1960 film directed by M. Krishnan

Aalukkoru Veedu is a 1960 Indian Tamil-language film directed by M. Krishnan and produced by Subhash Movies. Written by Sakthi T. K. Krishnasamy, it stars Sathyan, T. S. Muthaiah, D. Balasubramaniam, L. Vijayalakshmi, Tambaram Lalitha, T. R. Ramachandran and S. D. Subbulakshmi.

== Plot ==
The story revolves around Thamizh, a humble, middle-class carpenter in a small village, whose dream is to build a home for his family. Despite his tireless efforts, Thamizh struggles with financial constraints and a web of societal expectations. His wife Kavitha, a schoolteacher, supports him unwaveringly, but her patience begins to wane as their dreams of a secure home feel increasingly distant.

One day, Thamizh receives an unusual offer from a wealthy businessman, Rajasekaran, who asks him to renovate a dilapidated ancestral mansion. Rajasekaran promises a generous reward but warns Thamizh that the project must remain a secret. Intrigued and desperate, Thamizh agrees.

As Thamizh begins work on the mansion, he discovers eerie elements hidden in its structure—letters, old photographs, and tools engraved with mysterious symbols. He learns that the mansion once belonged to a famed architect, Vedhanayagam, who designed homes not just as shelters but as expressions of human emotions. Vedhanayagam vanished mysteriously after his final project, leaving behind stories of betrayal and greed.

Simultaneously, Thamizh's bond with Kavitha strains as he spends more time at the mansion, and his young son, Arjun, begins to notice odd occurrences at home—dreams of a shadowy figure that seem connected to the mansion's secrets.

The second half takes an emotional and supernatural turn when Thamizh uncovers a diary belonging to Vedhanayagam. It narrates the architect’s obsession with creating homes for the deserving, only to be cheated by Rajasekaran’s ancestors. Haunted by guilt and vengeance, Vedhanayagam’s spirit lingers, waiting for justice.

Thamizh realizes the mansion's renovation is more than a project—it is a test of character.
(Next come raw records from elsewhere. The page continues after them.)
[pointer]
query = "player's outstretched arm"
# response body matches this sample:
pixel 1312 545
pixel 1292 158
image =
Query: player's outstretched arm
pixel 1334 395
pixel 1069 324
Guided by the diary, Thamizh faces moral dilemmas, grapples with family conflicts, and unravels the truth behind Rajasekaran's ulterior motives.

In a gripping climax, Thamizh uses his skills, the lessons from Vedhanayagam's diary, and his unwavering resolve to restore the mansion not just structurally but spiritually, ensuring it becomes a symbol of redemption and justice. Rajasekaran's greed is exposed, and the mansion is transformed into a shelter for the homeless, fulfilling Vedhanayagam's vision.
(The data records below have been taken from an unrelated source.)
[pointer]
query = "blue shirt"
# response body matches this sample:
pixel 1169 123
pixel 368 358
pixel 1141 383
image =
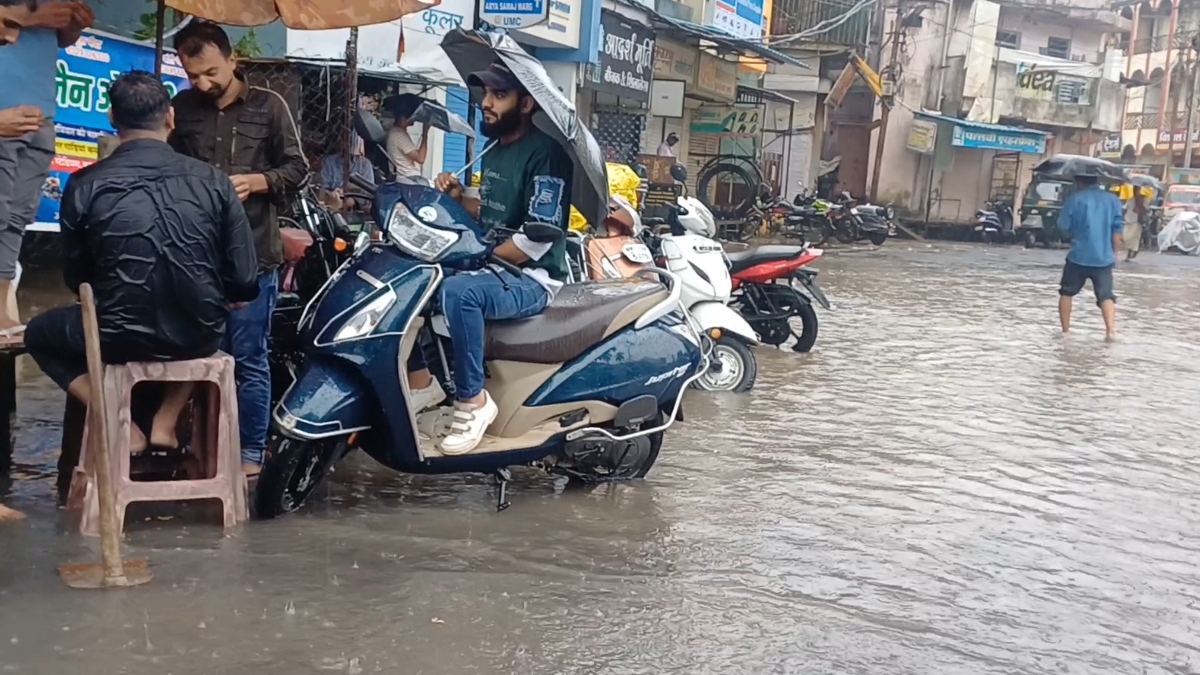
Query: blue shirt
pixel 1092 216
pixel 30 69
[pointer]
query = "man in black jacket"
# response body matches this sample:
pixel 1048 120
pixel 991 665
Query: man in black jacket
pixel 249 133
pixel 166 245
The film concludes with Thamizh returning home to his family, now confident that a veedu is not just a physical structure but a place where love, trust, and dreams reside.

== Production ==
Aalukkoru Veedu was written by playwright and screenwriter Sakthi T. K. Krishnasamy, produced by the studio Subhash Movies and directed by Malayalam director M. Krishnan. The dance sequences were choreographed by E. Madhavan, while A. Krishnan was the cinematographer. Shooting took place at Vijaya-Vauhini Studios.

== Soundtrack ==
The music was composed by the duo Viswanathan–Ramamoorthy. The song "Anbu Manam Kalantha Pinney Acchham Thevayaa", a duet between P. B. Sreenivas and P. Susheela, became a hit.

| Song | Singer/s | Lyricist | Duration |
| "Seyyum Thozhile Deivam" | K. Jamuna Rani & Renuka | Pattukkottai Kalyanasundaram | 03:17 |
| "Pennille Nee Pennille" | A. L. Raghavan & K.Jamuna Rani | 03:23 |
| "Urukellaam Ore Saami" | K. Jamuna Rani & L. R. Eswari | 02:25 |
| "Thaayille Thandhaiyille" | K. Jamuna Rani |  |
| "Anbumanam Kanindhapinne" | P. B. Sreenivas & P. Susheela | 03:18 |
| "Adiyaarku Adiyaaraayi" | K. Jamunarani & group |  |
| "Nee Kettadhu Inbam, Kidaithadhu.." | P. Leela | 03:25 |
| "Kaiyile Valai Kulunga" | L. R. Eswari & Renuka | K. D. Santhanam |  |

== Reception ==
Aalukkoru Veedu was released on 16 September 1960. The film was praised for the performances of its cast, especially that of Sathyan, but was only modestly successful at the box office.